The boat sank last weekend amid a recent spike in efforts to smuggle African migrants to Europe via Tunisia in recent months.
The sinking has revived concerns in Tunisia about migrants fleeing tensions in neighbouring Libya, despite hundreds of millions of euros in European aid to Libya to stop migrants from leaving.
Tunisian search teams recovered the bodies of 13 men and women Thursday, according to the Defense Ministry.
Earlier in the week, the bodies of two toddlers and 20 adults washed up on the beaches of Kerkennah Island off the Mediterranean coastal city of Sfax, and 19 other bodies were found floating in nearby waters.
Navy units and divers from the civil protection services are continuing to search the area for other possible victims, the health director for the Sfax region, Ali Ayadi, told The Associated Press.
Many of the victims were buried in Sfax on Wednesday, Ayadi said. All the victims are from sub-Saharan Africa, notably Ivory Coast, except for the Tunisian captain, according to Tunisian authorities.

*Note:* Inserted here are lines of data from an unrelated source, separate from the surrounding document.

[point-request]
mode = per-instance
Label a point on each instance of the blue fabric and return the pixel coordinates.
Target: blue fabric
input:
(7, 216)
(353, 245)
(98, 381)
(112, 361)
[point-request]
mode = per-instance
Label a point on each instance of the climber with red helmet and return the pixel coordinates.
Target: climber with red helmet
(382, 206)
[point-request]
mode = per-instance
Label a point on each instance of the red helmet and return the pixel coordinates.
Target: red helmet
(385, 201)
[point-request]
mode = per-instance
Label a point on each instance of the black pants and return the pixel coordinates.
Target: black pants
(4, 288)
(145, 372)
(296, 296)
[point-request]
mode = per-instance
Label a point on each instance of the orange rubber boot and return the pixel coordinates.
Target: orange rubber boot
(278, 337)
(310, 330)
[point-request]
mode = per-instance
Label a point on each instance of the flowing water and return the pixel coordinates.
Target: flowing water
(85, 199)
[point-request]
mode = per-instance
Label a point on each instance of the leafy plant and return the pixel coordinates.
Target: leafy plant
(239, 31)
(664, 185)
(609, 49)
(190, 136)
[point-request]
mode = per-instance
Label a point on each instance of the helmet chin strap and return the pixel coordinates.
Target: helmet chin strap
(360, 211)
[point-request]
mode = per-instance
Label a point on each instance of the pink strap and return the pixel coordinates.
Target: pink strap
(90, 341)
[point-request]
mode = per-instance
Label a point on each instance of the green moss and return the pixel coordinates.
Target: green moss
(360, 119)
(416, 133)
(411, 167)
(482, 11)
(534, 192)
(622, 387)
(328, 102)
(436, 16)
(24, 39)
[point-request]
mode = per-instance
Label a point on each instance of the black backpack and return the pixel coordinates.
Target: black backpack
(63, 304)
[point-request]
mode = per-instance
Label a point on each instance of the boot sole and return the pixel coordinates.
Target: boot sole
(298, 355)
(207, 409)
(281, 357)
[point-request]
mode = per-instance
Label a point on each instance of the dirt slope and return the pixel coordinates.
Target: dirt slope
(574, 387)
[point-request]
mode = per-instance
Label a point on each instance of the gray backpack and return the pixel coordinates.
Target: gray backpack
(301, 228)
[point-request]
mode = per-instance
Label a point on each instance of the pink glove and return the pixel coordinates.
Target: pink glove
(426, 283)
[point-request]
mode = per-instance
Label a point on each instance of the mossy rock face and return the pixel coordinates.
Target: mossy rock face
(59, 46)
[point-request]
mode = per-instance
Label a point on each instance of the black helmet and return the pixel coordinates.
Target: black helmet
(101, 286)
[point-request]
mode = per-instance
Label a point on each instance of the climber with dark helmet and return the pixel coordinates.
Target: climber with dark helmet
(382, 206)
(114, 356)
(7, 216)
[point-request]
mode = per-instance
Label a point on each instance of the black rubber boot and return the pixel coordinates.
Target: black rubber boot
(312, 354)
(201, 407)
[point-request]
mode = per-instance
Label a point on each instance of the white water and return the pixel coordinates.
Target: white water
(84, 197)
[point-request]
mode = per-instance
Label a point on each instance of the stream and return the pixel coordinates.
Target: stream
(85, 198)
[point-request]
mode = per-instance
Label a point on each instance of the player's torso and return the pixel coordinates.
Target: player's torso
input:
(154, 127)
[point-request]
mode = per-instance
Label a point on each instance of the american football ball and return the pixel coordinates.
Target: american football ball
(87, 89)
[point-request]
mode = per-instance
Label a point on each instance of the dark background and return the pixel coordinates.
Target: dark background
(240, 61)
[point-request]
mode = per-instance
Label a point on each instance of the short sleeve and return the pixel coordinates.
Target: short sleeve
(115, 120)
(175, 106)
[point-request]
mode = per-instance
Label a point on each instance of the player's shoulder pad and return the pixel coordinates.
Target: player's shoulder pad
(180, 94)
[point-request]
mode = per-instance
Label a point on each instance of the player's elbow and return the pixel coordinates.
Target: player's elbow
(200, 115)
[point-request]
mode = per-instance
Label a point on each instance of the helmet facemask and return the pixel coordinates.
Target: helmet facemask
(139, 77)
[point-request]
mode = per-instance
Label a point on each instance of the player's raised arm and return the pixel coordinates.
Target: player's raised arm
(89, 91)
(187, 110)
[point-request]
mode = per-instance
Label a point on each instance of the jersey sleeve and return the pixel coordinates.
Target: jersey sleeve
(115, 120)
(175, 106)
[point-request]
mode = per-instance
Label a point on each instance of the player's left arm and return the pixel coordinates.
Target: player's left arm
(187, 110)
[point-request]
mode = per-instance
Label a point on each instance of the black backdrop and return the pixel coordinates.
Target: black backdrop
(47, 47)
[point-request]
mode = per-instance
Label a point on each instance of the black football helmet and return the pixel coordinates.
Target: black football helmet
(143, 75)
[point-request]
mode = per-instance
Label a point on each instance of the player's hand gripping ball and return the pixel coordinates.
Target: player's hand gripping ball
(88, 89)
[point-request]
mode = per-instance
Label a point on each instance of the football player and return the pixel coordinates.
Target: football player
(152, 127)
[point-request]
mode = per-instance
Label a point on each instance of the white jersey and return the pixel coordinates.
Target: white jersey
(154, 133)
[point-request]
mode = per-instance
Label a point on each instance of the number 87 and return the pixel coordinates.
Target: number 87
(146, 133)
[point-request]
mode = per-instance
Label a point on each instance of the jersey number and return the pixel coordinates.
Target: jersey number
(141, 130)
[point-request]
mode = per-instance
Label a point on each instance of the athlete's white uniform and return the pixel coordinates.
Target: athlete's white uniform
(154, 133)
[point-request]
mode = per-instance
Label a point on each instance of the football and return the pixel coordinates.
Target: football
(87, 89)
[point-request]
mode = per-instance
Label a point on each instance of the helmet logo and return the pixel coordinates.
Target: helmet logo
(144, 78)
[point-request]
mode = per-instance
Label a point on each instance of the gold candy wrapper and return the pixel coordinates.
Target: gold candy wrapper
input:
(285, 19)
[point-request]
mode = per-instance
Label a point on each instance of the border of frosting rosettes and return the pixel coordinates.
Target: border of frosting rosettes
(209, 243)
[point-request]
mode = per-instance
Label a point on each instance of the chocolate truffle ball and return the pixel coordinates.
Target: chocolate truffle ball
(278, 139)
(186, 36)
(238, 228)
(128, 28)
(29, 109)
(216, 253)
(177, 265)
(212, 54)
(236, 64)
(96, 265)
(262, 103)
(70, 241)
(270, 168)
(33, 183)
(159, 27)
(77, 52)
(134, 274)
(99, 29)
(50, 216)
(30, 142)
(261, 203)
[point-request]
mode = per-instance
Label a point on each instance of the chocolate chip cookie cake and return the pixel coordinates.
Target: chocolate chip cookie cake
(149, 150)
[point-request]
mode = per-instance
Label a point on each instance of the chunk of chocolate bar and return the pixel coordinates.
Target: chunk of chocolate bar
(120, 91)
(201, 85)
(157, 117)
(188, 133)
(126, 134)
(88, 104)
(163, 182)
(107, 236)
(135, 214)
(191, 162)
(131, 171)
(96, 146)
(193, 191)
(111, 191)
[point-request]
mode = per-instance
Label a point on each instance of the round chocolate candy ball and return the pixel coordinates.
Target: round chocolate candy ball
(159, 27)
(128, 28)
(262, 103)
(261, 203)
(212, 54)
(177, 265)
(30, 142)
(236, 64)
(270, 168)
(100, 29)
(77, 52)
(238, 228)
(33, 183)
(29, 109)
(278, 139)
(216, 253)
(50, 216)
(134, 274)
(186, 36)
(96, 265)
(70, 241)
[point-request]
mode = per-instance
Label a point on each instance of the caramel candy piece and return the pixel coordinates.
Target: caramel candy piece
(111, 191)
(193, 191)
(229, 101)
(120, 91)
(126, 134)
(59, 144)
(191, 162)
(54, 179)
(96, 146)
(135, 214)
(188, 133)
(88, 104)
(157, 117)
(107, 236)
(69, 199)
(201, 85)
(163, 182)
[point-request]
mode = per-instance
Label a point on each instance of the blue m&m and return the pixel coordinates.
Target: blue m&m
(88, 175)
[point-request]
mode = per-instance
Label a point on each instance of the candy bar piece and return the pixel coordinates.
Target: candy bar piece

The UN refugee agency says attempts to leave Tunisia for the Italian coast increased by more than 150% from January through April compared with the same period last year.
Tunisia's National Guard said last week that 140 migrants have been arrested recently trying to cross illegally. Most were sub-Saharan Africans fleeing tensions in neighbouring Libya.
A nongovernmental organisation that works on migration and refugee issues, the Tunisian Forum for Economic and Social Rights, said the latest deaths are “the inevitable result of restrictive and inhuman migration policies adopted by the European Union which are limited to a security approach to migration issues."
The EU has sent hundreds of millions of euros to Libya, largely channelled through UN agencies, to slow the tide of migrant crossings.
The AP found that in a country without a functioning government, huge sums of European money have been diverted to intertwined networks of militiamen, traffickers and coast guard members who exploit migrants.